Добавьте в трубку 10 микролитров эфирного раствора NHS. Выполните следующие действия в шкафу биобезопасности. Аккуратно поместите 30-миллиметровую крышку в среднюю часть комплекта крышки тарелки с 3-APTMS и глутаровым альдегидом стороной вверх и прикрутите пластиковое кольцо сверху.
Настройте узорчатую крышку с минимальным воздействием света, чтобы подготовиться к следующему шагу. Пипетка пять микролитров раствора АФС в аликвотную трубку предшественника ПАА, затем инвертируется и перемешивается. Сразу же пипетку 35 микролитров этого раствора на 30-миллиметровый покров.
Поместите узорчатую крышку на раствор белковой стороной вниз. Будьте осторожны, чтобы не создавать пузырьки воздуха в гидрогеле. Защитите гидрогель от света и дайте ему полимеризоваться в течение 90 минут.
После того, как гидрогель полимеризовался, используйте лезвие бритвы или скальпель, чтобы удалить верхнюю крышку, убедитесь, что крышка не падает назад или не скользит с геля после удаления, чтобы избежать разрушения рисунка на поверхности геля. Чтобы пассивировать любой оставшийся эфир NHS в гидрогеле, добавьте два миллилитра стерильного PBS в гель и инкубируйте при 37 градусах Цельсия в течение 45 минут.
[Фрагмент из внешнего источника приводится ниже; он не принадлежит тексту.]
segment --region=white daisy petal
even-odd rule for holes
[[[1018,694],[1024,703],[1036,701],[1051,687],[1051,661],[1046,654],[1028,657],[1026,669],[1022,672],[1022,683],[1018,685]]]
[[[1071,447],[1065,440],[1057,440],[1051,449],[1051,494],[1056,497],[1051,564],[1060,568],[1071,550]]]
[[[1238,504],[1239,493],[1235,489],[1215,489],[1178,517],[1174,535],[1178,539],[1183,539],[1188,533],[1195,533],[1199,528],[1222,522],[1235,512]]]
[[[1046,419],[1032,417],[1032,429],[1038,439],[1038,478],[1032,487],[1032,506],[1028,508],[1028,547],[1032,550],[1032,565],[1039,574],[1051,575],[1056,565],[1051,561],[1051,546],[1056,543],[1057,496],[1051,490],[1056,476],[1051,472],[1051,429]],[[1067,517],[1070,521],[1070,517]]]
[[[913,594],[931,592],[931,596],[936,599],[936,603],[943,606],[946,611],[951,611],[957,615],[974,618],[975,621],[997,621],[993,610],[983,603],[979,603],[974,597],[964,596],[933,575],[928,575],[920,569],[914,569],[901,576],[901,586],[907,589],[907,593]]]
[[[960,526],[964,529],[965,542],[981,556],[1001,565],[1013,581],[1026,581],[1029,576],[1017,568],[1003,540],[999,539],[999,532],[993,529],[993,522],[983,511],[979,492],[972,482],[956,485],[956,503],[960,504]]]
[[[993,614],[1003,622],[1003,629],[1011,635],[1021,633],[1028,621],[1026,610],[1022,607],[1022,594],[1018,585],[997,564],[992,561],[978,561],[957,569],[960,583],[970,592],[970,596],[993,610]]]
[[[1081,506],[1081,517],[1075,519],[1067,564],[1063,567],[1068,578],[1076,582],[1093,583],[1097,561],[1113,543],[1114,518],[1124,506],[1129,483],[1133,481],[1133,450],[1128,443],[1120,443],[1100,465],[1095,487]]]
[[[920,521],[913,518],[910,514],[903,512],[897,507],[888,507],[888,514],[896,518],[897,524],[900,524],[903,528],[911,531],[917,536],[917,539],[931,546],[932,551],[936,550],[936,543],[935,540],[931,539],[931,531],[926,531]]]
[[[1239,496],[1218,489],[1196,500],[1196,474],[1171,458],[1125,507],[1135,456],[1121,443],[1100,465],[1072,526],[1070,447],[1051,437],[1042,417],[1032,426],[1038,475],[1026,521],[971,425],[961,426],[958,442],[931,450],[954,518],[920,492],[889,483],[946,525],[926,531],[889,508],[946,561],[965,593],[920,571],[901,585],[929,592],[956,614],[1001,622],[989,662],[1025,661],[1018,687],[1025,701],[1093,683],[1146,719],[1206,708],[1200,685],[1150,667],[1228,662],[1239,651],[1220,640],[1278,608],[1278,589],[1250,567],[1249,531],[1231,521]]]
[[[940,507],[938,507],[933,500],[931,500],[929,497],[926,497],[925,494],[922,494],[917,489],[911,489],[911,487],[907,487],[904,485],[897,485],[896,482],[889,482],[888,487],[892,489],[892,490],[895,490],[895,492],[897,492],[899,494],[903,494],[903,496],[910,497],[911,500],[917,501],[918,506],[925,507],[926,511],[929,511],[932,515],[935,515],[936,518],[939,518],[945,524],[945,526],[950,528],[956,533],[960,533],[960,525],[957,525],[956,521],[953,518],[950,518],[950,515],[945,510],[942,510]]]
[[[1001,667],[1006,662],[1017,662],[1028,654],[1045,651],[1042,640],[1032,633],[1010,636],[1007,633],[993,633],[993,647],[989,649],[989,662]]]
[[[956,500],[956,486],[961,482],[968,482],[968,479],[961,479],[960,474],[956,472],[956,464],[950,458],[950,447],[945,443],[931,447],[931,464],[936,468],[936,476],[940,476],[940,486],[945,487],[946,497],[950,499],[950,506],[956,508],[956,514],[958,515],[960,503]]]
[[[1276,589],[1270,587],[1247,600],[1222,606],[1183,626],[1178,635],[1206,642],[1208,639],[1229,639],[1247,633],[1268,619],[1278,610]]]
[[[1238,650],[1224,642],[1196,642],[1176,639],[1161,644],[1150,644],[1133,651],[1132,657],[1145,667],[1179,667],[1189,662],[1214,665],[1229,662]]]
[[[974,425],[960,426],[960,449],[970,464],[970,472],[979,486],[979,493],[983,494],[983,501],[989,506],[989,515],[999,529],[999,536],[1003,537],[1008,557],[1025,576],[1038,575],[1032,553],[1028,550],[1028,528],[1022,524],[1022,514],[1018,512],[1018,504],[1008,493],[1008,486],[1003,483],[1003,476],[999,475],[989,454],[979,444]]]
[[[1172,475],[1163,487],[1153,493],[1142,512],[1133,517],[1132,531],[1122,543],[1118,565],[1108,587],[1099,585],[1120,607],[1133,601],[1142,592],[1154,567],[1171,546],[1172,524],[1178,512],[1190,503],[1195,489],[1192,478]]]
Немедленно подготовьте гели для экспериментов или храните их на ночь в стерильном PBS при четырех градусах Цельсия до дальнейшего использования.
Гидрогели были косвенно структурированы флуоресцентным фибронектином для визуализации и измерения клеточных сил тяги в кластерах и создания островных узоров заранее определенного размера и формы. Качество рисунка напрямую связано с точностью мастер-формы, из которой был отлит штамп PDMS. Этот метод может изготовить изолированные, четко определенные островные узоры предопределенной формы.
Точки адгезии фибронектина присутствовали только в пределах желаемой области острова. Эти изолированные островки точек адгезии дополнительно позволили лучше контролировать форму кластера. Покрытие штампов PDMS двумя маленькими 3-APTMS имеет решающее значение, поскольку оно ограничит эффективность метода удаления, в то время как слишком много создаст оранжевый остаток на поверхности штампа.
Созданные здесь паттерны могут быть использованы для определения клеточных тяговых сил как в отдельных клетках, так и в кластерах, что дает представление об их способности поддерживать механический гомеостаз.